Slowly, cautiously–our daily architectural lives seem to be headed towards normal. Or at least, something
familiar and regular, if not exactly normal yet. As our collective patterns change once again, I remember
the small rhythms of the Before Times: saying good morning as you walk in post-commute, quickly
dropping off your lunch leftovers in the office fridge, stopping to chat by the coffee machine, grabbing
extra pens as you head to the big table for a markup session. Even writing these things almost sounds
foreign, like a fable about how we “used to do things” after getting used to kitchen table laptops and
waist-up formality for the last 15 months. I had one of my first in-person work meetings recently, and like a
long-forgotten pair of jeans, I felt the strangeness and comfort of these cautious steps forward.

Michael Spory, Assoc. AIA

But what rhythms have we forgotten? What habits have we lost? I suspect that if you are like me, one tenuous habit lost has been balance, and how we navigate and structure the intersection between our personal and professional lives. Studies by Forbes, Bloomberg, the Wall Street Journal, and others all point in the same direction — working from home has mostly resulted in working more. Most of these studies show that, on average, Americans worked 1-3 hours more per day during the pandemic.

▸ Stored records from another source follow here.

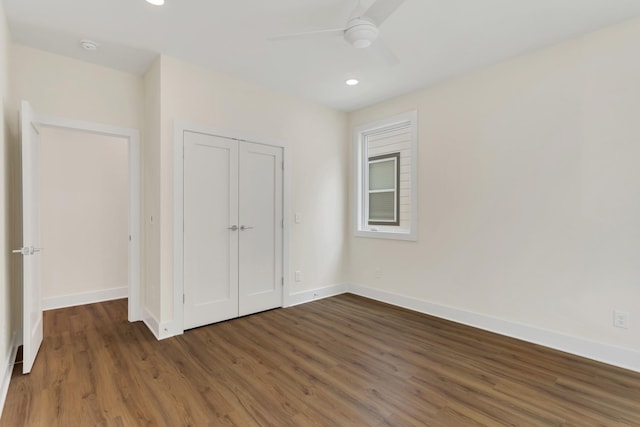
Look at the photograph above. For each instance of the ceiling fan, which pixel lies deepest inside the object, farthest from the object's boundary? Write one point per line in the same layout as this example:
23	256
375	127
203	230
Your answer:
361	31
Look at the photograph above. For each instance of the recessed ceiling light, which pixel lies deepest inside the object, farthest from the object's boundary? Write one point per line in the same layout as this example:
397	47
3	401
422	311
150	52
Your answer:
89	45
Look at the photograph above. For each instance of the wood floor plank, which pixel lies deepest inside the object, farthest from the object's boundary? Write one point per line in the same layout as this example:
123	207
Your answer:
341	361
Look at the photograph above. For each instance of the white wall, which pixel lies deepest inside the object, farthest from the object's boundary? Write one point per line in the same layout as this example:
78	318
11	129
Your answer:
151	191
85	207
59	86
315	137
529	192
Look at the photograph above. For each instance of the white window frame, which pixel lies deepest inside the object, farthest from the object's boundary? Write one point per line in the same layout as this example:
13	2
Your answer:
361	226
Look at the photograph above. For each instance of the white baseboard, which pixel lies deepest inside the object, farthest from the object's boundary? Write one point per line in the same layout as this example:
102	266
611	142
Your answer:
8	370
71	300
612	355
314	294
160	330
152	323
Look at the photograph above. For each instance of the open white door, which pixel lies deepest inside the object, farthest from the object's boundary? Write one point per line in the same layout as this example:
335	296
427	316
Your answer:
32	260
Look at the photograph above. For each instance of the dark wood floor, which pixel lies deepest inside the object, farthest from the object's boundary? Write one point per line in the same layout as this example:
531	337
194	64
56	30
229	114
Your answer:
342	361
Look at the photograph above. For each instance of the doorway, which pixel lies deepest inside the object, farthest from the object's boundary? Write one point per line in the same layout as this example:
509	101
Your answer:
104	134
84	215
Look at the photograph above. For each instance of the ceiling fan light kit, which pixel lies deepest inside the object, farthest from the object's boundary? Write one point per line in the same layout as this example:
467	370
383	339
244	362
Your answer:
360	31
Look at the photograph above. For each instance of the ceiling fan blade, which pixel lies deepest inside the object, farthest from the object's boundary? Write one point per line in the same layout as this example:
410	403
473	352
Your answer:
381	50
381	10
309	34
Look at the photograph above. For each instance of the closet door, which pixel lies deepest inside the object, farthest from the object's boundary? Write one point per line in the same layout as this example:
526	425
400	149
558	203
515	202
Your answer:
260	262
210	240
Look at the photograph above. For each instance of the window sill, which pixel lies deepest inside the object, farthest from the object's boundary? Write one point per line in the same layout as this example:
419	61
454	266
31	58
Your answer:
389	235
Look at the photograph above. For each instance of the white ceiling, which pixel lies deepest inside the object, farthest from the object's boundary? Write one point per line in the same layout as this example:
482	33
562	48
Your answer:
434	39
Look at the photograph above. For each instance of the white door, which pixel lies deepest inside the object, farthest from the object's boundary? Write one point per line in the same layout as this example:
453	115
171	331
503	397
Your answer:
260	263
210	229
32	259
232	228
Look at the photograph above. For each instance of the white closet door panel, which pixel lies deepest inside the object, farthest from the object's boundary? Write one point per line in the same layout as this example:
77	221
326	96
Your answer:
32	319
260	261
210	246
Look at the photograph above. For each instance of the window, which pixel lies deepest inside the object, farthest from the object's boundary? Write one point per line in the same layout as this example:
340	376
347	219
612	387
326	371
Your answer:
386	187
383	198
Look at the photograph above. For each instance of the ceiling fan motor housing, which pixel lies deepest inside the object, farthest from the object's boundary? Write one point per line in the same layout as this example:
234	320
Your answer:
361	33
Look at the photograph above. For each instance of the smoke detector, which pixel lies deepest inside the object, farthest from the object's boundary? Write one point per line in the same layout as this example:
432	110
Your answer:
89	45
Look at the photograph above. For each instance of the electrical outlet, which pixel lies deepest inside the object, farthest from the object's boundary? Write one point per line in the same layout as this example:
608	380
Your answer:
621	319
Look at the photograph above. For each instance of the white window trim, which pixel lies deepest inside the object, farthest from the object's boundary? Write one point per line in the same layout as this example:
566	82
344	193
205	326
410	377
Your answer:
361	227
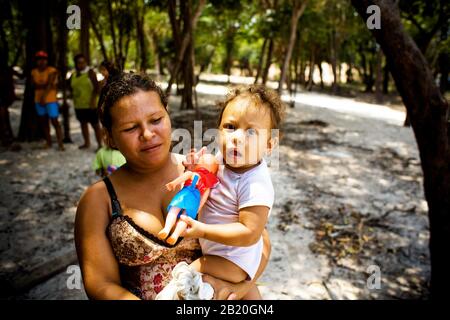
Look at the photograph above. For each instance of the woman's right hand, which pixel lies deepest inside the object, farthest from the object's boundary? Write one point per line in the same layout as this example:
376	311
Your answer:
224	290
192	158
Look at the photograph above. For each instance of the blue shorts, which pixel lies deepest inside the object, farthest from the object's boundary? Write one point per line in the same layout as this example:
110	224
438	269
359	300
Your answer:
51	109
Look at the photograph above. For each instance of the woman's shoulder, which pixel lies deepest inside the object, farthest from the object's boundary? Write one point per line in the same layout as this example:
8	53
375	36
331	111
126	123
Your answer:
94	199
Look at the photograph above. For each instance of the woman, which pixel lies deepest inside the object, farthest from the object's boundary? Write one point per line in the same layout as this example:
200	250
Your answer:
117	219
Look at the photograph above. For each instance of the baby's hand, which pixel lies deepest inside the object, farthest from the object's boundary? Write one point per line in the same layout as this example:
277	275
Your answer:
171	186
195	229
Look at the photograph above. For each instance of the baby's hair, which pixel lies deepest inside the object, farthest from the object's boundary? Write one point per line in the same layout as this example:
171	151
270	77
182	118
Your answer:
264	95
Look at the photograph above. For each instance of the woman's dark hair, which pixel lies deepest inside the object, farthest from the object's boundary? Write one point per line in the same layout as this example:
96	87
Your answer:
112	70
124	85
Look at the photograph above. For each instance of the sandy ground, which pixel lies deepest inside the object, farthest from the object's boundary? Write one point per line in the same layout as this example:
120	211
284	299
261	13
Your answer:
348	196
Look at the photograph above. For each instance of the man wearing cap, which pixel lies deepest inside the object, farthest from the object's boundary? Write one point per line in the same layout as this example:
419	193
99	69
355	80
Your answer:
45	79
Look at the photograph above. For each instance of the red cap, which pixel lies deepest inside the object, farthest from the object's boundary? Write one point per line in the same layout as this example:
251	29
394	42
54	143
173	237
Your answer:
41	54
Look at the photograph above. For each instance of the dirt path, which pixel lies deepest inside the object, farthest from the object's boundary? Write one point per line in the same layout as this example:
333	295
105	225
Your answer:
348	195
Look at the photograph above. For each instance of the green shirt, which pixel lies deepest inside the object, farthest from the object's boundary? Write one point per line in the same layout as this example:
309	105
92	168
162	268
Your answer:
82	89
106	157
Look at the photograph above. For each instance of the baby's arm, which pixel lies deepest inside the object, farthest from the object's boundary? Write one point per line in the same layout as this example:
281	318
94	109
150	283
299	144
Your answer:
244	233
181	179
203	199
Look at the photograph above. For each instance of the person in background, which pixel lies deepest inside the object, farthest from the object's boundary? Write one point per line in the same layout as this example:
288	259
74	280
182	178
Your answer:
44	80
107	160
7	97
109	73
85	89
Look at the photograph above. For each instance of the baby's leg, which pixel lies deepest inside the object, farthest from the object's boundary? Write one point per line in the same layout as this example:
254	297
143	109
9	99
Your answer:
220	268
179	229
171	218
253	294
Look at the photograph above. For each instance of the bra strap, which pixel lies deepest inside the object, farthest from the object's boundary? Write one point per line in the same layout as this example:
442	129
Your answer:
115	204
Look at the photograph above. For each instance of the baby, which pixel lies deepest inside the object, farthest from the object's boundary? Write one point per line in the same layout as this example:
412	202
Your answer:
235	214
191	198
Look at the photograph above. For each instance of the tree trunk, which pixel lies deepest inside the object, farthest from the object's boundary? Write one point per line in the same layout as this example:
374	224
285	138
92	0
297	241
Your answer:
268	62
386	79
113	34
319	65
443	61
62	66
99	37
84	32
299	8
186	39
140	13
312	63
229	46
378	79
260	60
187	62
333	61
428	111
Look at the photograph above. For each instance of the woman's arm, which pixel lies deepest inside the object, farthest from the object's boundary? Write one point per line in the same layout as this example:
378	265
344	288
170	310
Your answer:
244	233
230	291
99	267
181	179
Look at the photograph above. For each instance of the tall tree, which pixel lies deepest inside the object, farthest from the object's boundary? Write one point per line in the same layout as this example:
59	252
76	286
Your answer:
183	44
297	10
429	112
84	31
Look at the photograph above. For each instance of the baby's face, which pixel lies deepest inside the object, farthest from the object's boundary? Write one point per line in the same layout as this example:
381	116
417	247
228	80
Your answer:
244	132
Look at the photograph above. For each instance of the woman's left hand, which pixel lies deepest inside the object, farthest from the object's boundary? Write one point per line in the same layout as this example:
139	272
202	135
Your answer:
195	229
224	290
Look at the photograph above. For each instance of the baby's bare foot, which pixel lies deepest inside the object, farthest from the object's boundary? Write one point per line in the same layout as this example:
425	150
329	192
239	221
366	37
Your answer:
171	240
163	234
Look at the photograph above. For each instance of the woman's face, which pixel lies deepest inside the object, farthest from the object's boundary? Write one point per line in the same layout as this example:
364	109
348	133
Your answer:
141	129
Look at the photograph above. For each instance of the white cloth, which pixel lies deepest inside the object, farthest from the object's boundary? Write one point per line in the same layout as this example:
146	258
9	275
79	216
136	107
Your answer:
234	192
186	284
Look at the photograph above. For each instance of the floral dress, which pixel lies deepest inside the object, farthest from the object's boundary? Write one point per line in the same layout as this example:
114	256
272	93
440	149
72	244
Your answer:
145	261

Despite this, similar studies also indicated that many pivoting workers also somehow managed to maintain or even increase their productivity when working remotely. With job cuts, layoffs, and reductions happening in unexpected ways across lots of industries, design professionals had to adapt, juggle, and squirm as the world swirled beyond the walls of our homes-turned-to-offices.

And so we figured it out. But we also stretched ourselves, perhaps to the breaking point.
I will not opine on why we have worked more (we can leave that to the counselors, clergy, and loved
ones), but I wonder how–after 15+ months of extra hours, of thinner boundaries between work and
non-work, of uncertainty breathing down our necks–how we reactivate our habit to rest. To clock out. To
not just take a break or go for a walk, but to disengage from the always-present professional snarls of
doing the hard work of architecture. As we return to offices and perhaps forgotten patterns, we also return
to the realities that work and rest are scales to be balanced, each critical in its own time.

Drawing a tough hand, many young professionals rose to the challenge to keep learning and working in
new ways and unexpected formats, and now find ourselves with a new challenge of how to rebalance our
schedules, our personal commitments, our loved ones, and our mindsets. Personally, I took my very first
vacation this past year (really) and was shocked at how stepping away from the never-ending demands of
an architectural job reset my system. I came back more engaged and rejuvenated, more capable of
contributing rather than just coping and reacting. In essence, more capable of being my whole self. And in
the spirit of June being Pride Month, the goal of bringing our full selves to the creative table is an ongoing
opportunity for synergy.

And so I hope you can take the beginning of summer to carve out time to reset, to relax your jaw, to
power down the computer, and find time away. After 15 months, we will continue to navigate all the new
normals to come, and so rest up in the meantime. Use that vacation time. The good work we do will
continue to be there, and it takes our fullest selves to do it well.